Kulmbach / Bayreuth (aho) – Veterinärmediziner vom Institut für Technologie der Bundesanstalt für Fleischforschung in Kulmbach und vom Veterinäramt Bayreuth haben überprüft, ob sich die Tierhaltung in der Öko-Landwirtschaft in einer besseren Tiergesundheit widerspiegelt. Sie verglichen hierzu den Gesundheitsstatus von Schlachttieren aus Ökohaltung (Bioland / Demeter) und aus konventioneller Haltung. Die Ergebnisse dokumentieren durchweg einen deutlich besseren Gesundheitsstatus der konventionell aufgezogenen Rinder und Schweine. Die Bioschweine hatten häufiger Lungenentzündungen und Leberschäden durch Parasiten.
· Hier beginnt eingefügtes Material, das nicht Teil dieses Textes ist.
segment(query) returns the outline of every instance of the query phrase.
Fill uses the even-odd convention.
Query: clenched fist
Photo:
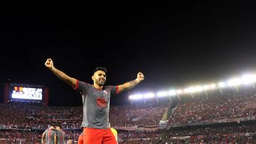
[[[137,81],[138,81],[139,82],[143,81],[144,79],[144,76],[142,72],[139,72],[137,74],[137,78],[136,79]]]

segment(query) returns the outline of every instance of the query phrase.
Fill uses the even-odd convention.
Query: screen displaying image
[[[11,93],[12,99],[42,100],[43,89],[23,87],[14,87]]]

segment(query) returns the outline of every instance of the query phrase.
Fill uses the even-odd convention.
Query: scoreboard
[[[11,101],[42,101],[43,86],[25,84],[10,84]]]

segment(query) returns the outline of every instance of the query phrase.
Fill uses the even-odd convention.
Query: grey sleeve
[[[90,87],[90,84],[77,80],[77,84],[75,90],[79,92],[82,95],[85,95],[88,92],[89,87]]]

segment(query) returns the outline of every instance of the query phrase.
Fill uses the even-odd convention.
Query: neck
[[[93,84],[93,87],[95,88],[95,89],[103,89],[103,86],[99,86],[98,84],[94,83]]]

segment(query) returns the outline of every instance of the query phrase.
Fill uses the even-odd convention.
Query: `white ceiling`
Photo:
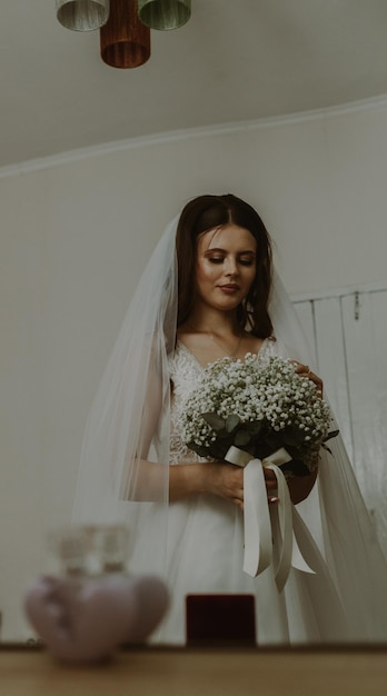
[[[141,68],[109,68],[54,0],[2,0],[0,167],[387,95],[387,0],[192,0],[151,43]]]

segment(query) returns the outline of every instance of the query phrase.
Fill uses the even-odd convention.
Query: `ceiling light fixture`
[[[137,68],[150,56],[150,30],[178,29],[191,16],[191,0],[56,0],[58,21],[73,31],[100,30],[102,60]]]

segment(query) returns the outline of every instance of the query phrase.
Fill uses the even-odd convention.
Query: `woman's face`
[[[257,242],[249,230],[225,225],[201,235],[197,247],[197,298],[222,310],[236,309],[256,275]]]

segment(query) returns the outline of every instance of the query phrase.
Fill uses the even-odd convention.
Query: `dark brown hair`
[[[238,307],[241,328],[254,336],[267,338],[272,325],[268,312],[271,290],[271,242],[258,212],[240,198],[199,196],[183,208],[176,233],[178,258],[178,326],[187,321],[195,304],[195,268],[198,238],[204,232],[224,225],[248,229],[257,241],[256,277],[247,298]]]

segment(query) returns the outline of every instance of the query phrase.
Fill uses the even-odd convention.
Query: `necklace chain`
[[[224,352],[227,354],[227,356],[229,358],[231,358],[232,361],[235,361],[237,359],[237,354],[239,350],[239,346],[240,346],[240,341],[241,341],[241,337],[242,337],[242,331],[240,331],[239,337],[238,337],[238,342],[235,347],[235,349],[232,351],[228,350],[228,348],[225,348],[225,346],[222,346],[222,344],[217,340],[214,336],[214,334],[211,331],[199,331],[195,326],[192,326],[191,324],[188,324],[187,321],[187,326],[189,326],[190,329],[194,329],[194,331],[196,331],[197,334],[205,334],[206,336],[209,336],[209,338],[217,344],[217,346],[219,346],[219,348],[221,348],[224,350]]]

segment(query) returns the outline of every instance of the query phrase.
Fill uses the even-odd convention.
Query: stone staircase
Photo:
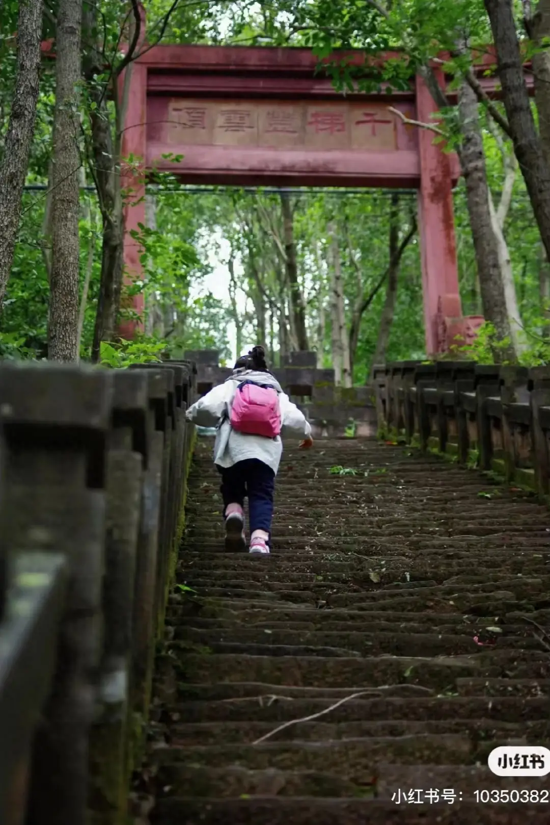
[[[547,508],[410,448],[287,443],[272,555],[228,555],[211,447],[158,657],[148,821],[548,823],[548,776],[487,767],[550,742]],[[498,789],[546,801],[476,797]]]

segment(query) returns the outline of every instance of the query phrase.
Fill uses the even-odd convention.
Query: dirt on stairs
[[[157,662],[149,821],[548,823],[548,776],[487,766],[550,742],[547,508],[409,448],[287,443],[272,554],[228,554],[211,450]]]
Auch die Bio-Rinder wiesen deutlich häufiger Leberschäden auf, die beim Rind in der Fachliteratur auf eine nicht angepasste Fütterung und Unterversorgung zurückgeführt werden. Bei Rückstandsuntersuchungen wurden zwischen beiden Produktionssystemen keine Unterschiede festgestellt. Allein bei Veränderungen an den Gliedmaßen waren die Öko-Tiere deutlich seltener betroffen.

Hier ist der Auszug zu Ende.